While Large Language Models (LLMs) have recently shown impressive results in reasoning tasks, their application to pedestrian trajectory prediction remains challenging due to two key limitations: insufficient use of visual information and the difficulty of predicting entire trajectories. To address these challenges, we propose Goal-driven and User-Informed Dynamic Estimation for pedestrian trajectory using Chain-of-Thought (GUIDE-CoT). Our approach integrates two innovative modules: (1) a goal-oriented visual prompt, which enhances goal prediction accuracy combining visual prompts with a pretrained visual encoder, and (2) a chain-of-thought (CoT) LLM for trajectory generation, which generates realistic trajectories toward the predicted goal. Moreover, our method introduces controllable trajectory generation, allowing for flexible and user-guided modifications to the predicted paths. Through extensive experiments on the ETH/UCY benchmark datasets, our method achieves state-of-the-art performance, delivering both high accuracy and greater adaptability in pedestrian trajectory prediction. Our code is publicly available at https://github.com/ai-kmu/GUIDE-CoT.

Paper Structure

This paper contains 16 sections, 7 equations, 5 figures, 2 tables, 1 algorithm.

Figures (5)

  • Figure 1: Comparison between conventional LLM-based methods and our approach for pedestrian trajectory prediction. (a) Conventional approaches often leverage LLM's reasoning capability to predict pedestrians' future trajectories conditioned on textual contexts, which contain their past observations and scene descriptions (from an off-the-shelf image captioning model). (b) Our proposed method, called GUIDE-CoT, further improves the model's prediction performance by predicting pedestrians' final goal position given the scene image with overlaid visual prompts (i.e., a red arrow). Such predicted goal position is then augmented into an LLM in a similar manner to Chain-of-Thought (CoT), offering rich intermediate reasoning contexts.

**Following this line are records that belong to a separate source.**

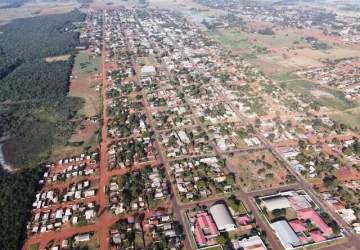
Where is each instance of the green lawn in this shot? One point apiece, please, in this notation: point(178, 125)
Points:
point(85, 64)
point(331, 98)
point(230, 39)
point(351, 118)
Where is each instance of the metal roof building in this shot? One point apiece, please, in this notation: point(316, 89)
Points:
point(252, 243)
point(285, 234)
point(276, 202)
point(222, 217)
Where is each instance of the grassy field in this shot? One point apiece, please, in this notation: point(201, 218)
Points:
point(230, 39)
point(330, 98)
point(84, 82)
point(35, 8)
point(349, 118)
point(258, 170)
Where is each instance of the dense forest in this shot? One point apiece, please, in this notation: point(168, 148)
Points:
point(35, 111)
point(34, 107)
point(17, 192)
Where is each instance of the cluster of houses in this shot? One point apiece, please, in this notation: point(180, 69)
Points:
point(188, 141)
point(172, 118)
point(129, 152)
point(68, 196)
point(138, 190)
point(71, 168)
point(343, 75)
point(156, 229)
point(54, 219)
point(232, 136)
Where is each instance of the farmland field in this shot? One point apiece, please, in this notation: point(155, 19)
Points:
point(84, 82)
point(259, 170)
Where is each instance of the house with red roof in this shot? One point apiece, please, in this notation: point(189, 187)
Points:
point(204, 228)
point(314, 217)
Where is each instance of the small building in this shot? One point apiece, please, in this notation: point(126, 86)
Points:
point(82, 237)
point(148, 71)
point(286, 235)
point(251, 243)
point(222, 217)
point(276, 202)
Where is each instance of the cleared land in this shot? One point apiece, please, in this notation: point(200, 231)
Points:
point(259, 170)
point(35, 8)
point(84, 82)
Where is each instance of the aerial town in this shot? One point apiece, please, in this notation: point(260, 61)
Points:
point(201, 145)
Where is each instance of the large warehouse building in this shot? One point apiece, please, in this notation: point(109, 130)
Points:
point(222, 217)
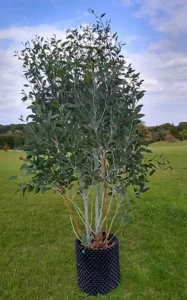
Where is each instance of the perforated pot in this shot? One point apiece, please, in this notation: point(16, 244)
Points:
point(98, 269)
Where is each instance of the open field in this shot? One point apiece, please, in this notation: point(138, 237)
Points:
point(36, 240)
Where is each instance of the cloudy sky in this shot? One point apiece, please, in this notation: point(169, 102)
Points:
point(155, 33)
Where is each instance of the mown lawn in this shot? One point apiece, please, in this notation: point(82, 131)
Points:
point(36, 241)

  • Figure 2: An overview of our proposed approach, called GUIDE-CoT. (a) Our model first predicts each pedestrian's final goal position given (i) pedestrians' past observations, (ii) semantic BEV map, and (iii) top-down view scene image with visual prompt (i.e., a red arrow). Our model generates a sentence describing their final positions, such as "Pedestrian 0 will arrive at coordinate (57, 95) after the next 12 frames." (b) Such a generated goal description is then augmented into the LLM in a similar way to Chain-of-Thought reasoning, generating the final trajectory of each pedestrian.
  • Figure 3: Our goal-conditioned model further allows the user to provide text-driven guidance, controlling the model's trajectory prediction process. Such guidance may contain (b) a directional guide (e.g., "make the pedestrian walk to the right") or (c) a positional guide (e.g., "make the pedestrian join a group with the neighbor"). Compare results with and without user-provided guidance, i.e., (a) vs. (b) and (c).

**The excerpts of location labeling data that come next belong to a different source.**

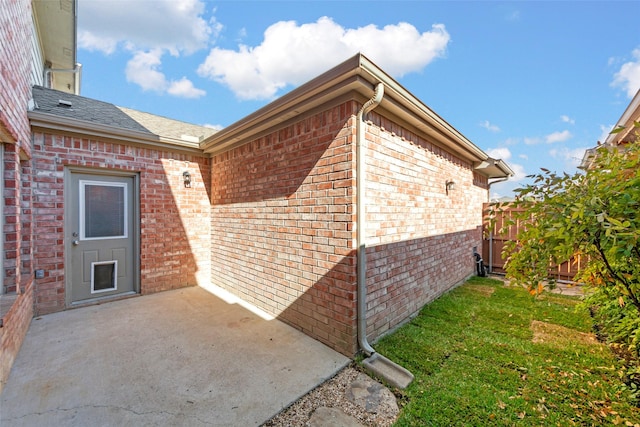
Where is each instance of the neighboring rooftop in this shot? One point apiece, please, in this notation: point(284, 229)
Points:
point(69, 107)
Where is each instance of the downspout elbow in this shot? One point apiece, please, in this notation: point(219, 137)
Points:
point(361, 219)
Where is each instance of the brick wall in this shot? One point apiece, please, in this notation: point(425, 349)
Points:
point(282, 225)
point(419, 238)
point(174, 222)
point(15, 92)
point(15, 70)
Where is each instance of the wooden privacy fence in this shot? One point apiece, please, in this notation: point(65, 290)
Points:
point(493, 244)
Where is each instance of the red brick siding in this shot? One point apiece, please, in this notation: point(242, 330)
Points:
point(15, 92)
point(282, 225)
point(17, 258)
point(174, 222)
point(419, 238)
point(15, 70)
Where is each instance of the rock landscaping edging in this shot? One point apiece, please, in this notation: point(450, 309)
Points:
point(350, 399)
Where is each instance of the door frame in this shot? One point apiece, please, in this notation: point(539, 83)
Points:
point(68, 226)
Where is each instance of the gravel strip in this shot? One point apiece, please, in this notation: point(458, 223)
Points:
point(331, 394)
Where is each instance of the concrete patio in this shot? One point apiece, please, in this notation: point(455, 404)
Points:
point(184, 357)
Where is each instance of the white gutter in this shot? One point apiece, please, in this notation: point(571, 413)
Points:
point(77, 71)
point(361, 218)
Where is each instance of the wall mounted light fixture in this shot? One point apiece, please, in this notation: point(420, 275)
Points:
point(450, 186)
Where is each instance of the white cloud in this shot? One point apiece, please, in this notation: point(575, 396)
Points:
point(532, 140)
point(184, 88)
point(174, 25)
point(571, 157)
point(628, 77)
point(291, 54)
point(490, 127)
point(558, 137)
point(147, 30)
point(211, 126)
point(567, 119)
point(499, 153)
point(144, 70)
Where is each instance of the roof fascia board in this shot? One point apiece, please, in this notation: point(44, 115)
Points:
point(253, 133)
point(39, 120)
point(631, 113)
point(356, 74)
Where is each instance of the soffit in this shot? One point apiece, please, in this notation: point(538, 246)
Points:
point(56, 24)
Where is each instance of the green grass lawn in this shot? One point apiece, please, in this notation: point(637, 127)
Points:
point(486, 354)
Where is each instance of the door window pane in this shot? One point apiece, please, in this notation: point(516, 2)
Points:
point(103, 209)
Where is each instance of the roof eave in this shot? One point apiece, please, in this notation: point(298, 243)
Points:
point(357, 75)
point(631, 114)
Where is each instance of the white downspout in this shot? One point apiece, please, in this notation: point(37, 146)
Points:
point(361, 255)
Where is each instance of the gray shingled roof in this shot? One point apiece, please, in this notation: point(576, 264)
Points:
point(76, 107)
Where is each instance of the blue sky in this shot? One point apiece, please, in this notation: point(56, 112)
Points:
point(533, 83)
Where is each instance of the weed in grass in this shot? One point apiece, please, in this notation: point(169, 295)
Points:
point(485, 354)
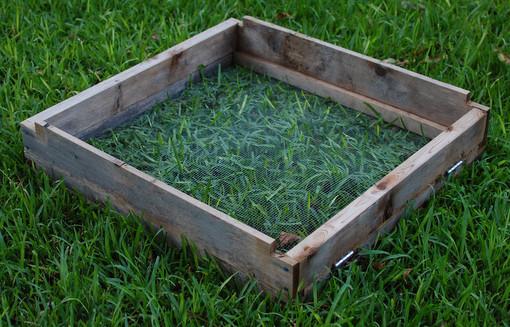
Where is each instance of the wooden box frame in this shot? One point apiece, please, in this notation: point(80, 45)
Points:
point(54, 140)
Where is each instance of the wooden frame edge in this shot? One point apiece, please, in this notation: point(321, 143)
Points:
point(111, 93)
point(409, 91)
point(347, 98)
point(410, 181)
point(104, 178)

  • Figure 4: Examples of variants of our used visual prompts with different colors (i.e., red, blue, and green) and shapes (i.e., arrow and points).

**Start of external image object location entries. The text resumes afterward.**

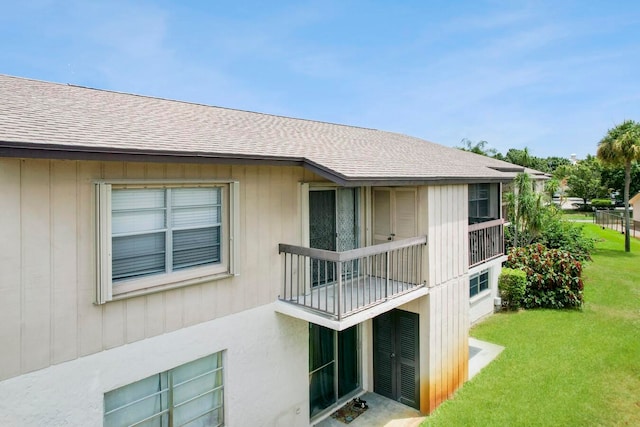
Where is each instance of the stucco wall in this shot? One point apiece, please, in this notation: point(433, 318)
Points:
point(47, 259)
point(262, 350)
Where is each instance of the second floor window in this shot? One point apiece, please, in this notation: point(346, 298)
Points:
point(483, 202)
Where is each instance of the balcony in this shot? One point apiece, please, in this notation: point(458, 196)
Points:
point(339, 289)
point(486, 241)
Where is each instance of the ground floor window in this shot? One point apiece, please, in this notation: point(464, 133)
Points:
point(334, 369)
point(478, 283)
point(189, 395)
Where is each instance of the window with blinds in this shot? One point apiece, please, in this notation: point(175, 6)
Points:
point(162, 230)
point(152, 235)
point(478, 283)
point(189, 395)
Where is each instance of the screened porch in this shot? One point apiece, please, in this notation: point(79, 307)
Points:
point(336, 285)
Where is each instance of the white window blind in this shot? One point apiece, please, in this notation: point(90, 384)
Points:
point(191, 394)
point(166, 229)
point(152, 236)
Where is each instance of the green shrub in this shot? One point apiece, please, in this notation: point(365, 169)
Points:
point(553, 276)
point(555, 233)
point(602, 203)
point(512, 285)
point(567, 236)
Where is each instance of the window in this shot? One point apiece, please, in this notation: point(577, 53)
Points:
point(156, 236)
point(478, 283)
point(191, 394)
point(483, 199)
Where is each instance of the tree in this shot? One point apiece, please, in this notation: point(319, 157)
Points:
point(525, 211)
point(613, 179)
point(621, 146)
point(553, 163)
point(478, 147)
point(584, 179)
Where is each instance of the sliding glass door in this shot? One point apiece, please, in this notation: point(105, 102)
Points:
point(334, 369)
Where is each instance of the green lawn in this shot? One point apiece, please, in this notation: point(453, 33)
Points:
point(563, 368)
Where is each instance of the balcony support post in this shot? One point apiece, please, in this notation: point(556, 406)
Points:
point(339, 274)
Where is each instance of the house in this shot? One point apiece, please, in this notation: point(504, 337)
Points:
point(167, 260)
point(634, 203)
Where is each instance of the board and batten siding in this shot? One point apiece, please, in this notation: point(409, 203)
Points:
point(47, 258)
point(448, 299)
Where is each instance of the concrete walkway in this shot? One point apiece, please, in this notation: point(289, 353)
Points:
point(385, 412)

  • Figure 5: Visualization of controllable trajectory generation based on user guidance. The red points represent the pedestrian’s observed trajectory, and the stars indicate the generated goals according to the goal-oriented visual prompt. Points in other colors show predicted trajectories from goal adjustments, illustrating variations like stopping, turning, and grouping with nearby pedestrians. These trajectories demonstrate the model’s adaptability to user-guided trajectory generation.